Created on 01-05-2017 09:12 AM - edited 09-16-2022 03:53 AM
We have CDH 5.7.2 installed alongside with Cloudera Manager 5.8.1 at our company. We have configured YARN log aggregation to be enabled and YARN log aggregation retain seconds set to 1 day. For some reason, the YARN job logs in the default HDFS directory /tmp/logs/ are not being deleted. Can anyone explain why this is?

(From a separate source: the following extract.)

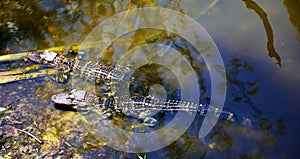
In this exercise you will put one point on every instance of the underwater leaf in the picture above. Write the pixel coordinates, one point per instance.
(10, 130)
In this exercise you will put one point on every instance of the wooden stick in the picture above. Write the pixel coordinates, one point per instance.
(41, 73)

BTW, we have both Hive and Spark jobs running on our cluster.
Thanks,
Ben
Created 01-05-2017 01:14 PM
Created 01-05-2017 01:14 PM
Created 01-05-2017 08:34 PM
To answer your questions:
The /tmp/logs and all subdirs are 770 and the group is hdfs. Should the group be hadoop instead? I see that the yarn user is not part of the hdfs group but is in the hadoop group.
The logs date back to Dec 18 and increase in size less than 1TB per day. We manually delete the logs to prevent it getting to big.
Thanks,
Ben
Created 01-09-2017 12:16 AM
Created 10-22-2018 01:06 AM
Hi , my cluster is CDH 5.7.2,CM5.7.0, and I meet the same touble.

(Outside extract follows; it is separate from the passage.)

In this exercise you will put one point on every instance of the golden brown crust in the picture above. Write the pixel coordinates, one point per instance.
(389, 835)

we set dfs.permissions.superusergroup=supergroup ; and we run the mapreduce application by 'hdfs' user, the hdfs file like this:
drwxrwx--- - hdfs supergroup 0 2018-06-05 15:01 /tmp/logs/hdfs
and the linux mapping of user to group is :
hadoop:x:497:hdfs,mapred,yarn
supergroup:x:505:hdfs,yarn
what should I do to resolve this problem? thanks you very much.
Created 10-22-2018 06:23 PM
Created 10-22-2018 06:43 PM
Thank you so munch!
I change the group of '/tmp/logs' to hadoop , and restart the JobHistoryServer role, everything being OK.
So happy !
Created 01-09-2017 11:25 AM
Thanks for mentioning the information about the hadoop group and permissions. It would seem, that after applying these settings, all is working.
Cheers,
Ben
Created 01-05-2017 05:22 PM
As we know "Yarn Aggregate Log Retention" can control only YARN but /tmp/logs is not limited to YARN
So Can you check the YARN log date using below steps.
CM -> Yarn -> Web UI -> Resource Manager web UI -> (it will open 8088 link) Click on Finished link (left side) -> Come down and click on 'Last' button -> Check the log date -> You should see only one day history data as you configured to 1 day
Note: Make sure CM-> Yarn -> Configuration -> Enable Log Aggregation = Enabled
Thanks
Kumar
Created 01-05-2017 08:35 PM
I did as you asked and see that the oldest finished is from Dec 18, and I see the logs in HDFS under /tmp/logs.
Log Aggregation is enabled.
Thanks,
Ben